I went twice and all I kept hearing from everyone was "Oh you're Jenna's little sister!" I got a bunch of "Josiah's little sister" too. I think those girls had some crushes on Siah.

Me, I'm not a camper. I really don't like being in the outdoors doing "outdoorsy" things. But it was definitely an experience!

I hope Lyns has tons of fun!

alyssa said...

Thanks for this trip down memory lane. So fun to see picks of you as a youngin' at camp!

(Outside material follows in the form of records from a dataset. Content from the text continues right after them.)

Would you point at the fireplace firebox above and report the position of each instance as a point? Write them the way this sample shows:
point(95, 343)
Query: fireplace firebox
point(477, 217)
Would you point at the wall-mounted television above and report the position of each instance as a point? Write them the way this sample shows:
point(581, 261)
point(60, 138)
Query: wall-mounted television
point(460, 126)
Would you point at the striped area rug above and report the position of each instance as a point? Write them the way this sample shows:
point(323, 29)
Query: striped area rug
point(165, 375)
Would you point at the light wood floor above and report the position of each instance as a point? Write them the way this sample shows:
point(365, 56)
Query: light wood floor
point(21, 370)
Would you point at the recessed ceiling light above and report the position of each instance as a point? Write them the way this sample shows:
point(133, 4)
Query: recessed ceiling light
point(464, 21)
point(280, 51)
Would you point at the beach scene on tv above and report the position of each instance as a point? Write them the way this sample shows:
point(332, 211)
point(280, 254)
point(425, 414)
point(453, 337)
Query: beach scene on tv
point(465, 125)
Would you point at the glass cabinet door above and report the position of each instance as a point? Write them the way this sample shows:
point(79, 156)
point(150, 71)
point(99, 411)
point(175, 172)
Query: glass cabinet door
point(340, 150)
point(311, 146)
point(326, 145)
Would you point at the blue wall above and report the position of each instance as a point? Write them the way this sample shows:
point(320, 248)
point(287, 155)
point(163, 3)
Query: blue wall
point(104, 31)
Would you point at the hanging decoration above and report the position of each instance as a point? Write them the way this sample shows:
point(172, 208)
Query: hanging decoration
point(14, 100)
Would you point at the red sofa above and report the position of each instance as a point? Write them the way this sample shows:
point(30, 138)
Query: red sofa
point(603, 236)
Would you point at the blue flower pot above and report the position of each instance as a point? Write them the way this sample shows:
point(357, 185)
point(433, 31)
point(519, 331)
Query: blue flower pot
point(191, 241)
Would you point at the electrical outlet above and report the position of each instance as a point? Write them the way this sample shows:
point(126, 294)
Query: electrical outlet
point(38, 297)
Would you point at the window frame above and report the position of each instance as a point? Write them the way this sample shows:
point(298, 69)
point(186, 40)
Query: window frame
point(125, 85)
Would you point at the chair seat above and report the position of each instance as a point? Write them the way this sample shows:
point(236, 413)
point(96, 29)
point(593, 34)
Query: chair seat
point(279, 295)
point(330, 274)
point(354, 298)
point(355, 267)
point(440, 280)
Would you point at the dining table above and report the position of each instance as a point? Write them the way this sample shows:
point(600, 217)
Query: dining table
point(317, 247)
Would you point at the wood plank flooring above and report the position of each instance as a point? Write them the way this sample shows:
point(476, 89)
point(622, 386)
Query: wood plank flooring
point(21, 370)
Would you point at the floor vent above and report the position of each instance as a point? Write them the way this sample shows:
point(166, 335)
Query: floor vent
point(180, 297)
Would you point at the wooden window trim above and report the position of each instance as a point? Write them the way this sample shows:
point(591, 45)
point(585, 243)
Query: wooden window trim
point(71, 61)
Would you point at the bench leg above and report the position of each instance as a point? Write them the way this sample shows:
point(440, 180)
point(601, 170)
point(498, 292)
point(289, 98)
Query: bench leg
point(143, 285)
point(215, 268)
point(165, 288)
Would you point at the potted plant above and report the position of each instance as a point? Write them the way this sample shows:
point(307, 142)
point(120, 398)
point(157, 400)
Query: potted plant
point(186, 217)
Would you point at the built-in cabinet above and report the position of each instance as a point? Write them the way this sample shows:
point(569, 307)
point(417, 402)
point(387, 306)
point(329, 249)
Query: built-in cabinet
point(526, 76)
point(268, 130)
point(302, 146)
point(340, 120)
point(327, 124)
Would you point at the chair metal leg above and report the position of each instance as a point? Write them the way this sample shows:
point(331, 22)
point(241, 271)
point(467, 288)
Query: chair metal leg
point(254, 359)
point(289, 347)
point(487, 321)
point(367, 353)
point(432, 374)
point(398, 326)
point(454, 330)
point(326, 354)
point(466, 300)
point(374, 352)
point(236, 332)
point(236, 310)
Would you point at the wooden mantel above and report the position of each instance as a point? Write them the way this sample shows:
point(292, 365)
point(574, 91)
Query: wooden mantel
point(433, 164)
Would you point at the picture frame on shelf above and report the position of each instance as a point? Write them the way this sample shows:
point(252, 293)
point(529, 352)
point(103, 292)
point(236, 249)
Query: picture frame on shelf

I'm just like you - LOVED camp. I even went the year after I graduated high school 'cuz I could. Fun times, lasting friendships, testimony strengthened....I REALLY miss it. Ward Camp Director would definately be a dream calling. Or maybe assistant WCD. I think I'd have more fun with that. I'd be there, too, if I had a car and kids were older.

Saint Holiday said...

Jenna!
That so-called poet couldn't possibly be me. I was never that handsome and manly, and I was certainly never that young. You have me mixed up with a real man, like George Clooney or Brad Pitt or that Tom guy you were writing about last week. The picture of Mandy cracks me up. Those were the days for sure. I have repressed them so deep in my psyche, they seem like a movie of someone else's life. Another world; another dimension in the space-time continuum. I don't know what to do with those chapters. You sure were a beautiful young woman. And look at Lori; she's still just as peppy & positive. I love you. Find a picture of the real me.

Love,
Palarkey

Lori said...

Hey Jenna! Thanks for the kind words. I'm actually packing to leave for camp next week and I'm so psyched! I'm the level 4 leader this year (first time) and I've planned a really cool overnight backpacking trip. Cute little gifts with inspirational thoughts and poems to go with, etc. You know the drill. I also got each of my girls a matching bandana (tye dye with smiley faces) and a camp journal. (so they can write down their memories of camp) I hope I can help them enjoy camp like you did and I hope to help them build many happy memories. I wish you were here. Aunt Lori

Don said...

Two more years until we get to do the girl's camp thing at our house.

As we will be sending a "very dramatic teen" who makes BFFs in ten minutes, it's good to be forewarned about the crying afterwards.

Although, I imagine she'll just come home with a list of email addresses.

rjlight said...

Fun looking at all your pictures! I don't have as many great memories at camps. Oh,a few I guess.

Chiapelli Family said...

I had no idea you posted this! You are sooo cute for posting about girls camp! ALL my favorite memories of the M-Town ward revolve around camp, you and Lori... at basketball, camp, mutual etc. Boy did we have fun back then! Thanks for that walk down memory lane - thanks for being an avid journal keeper and having those amazing pics! I love this blog thing!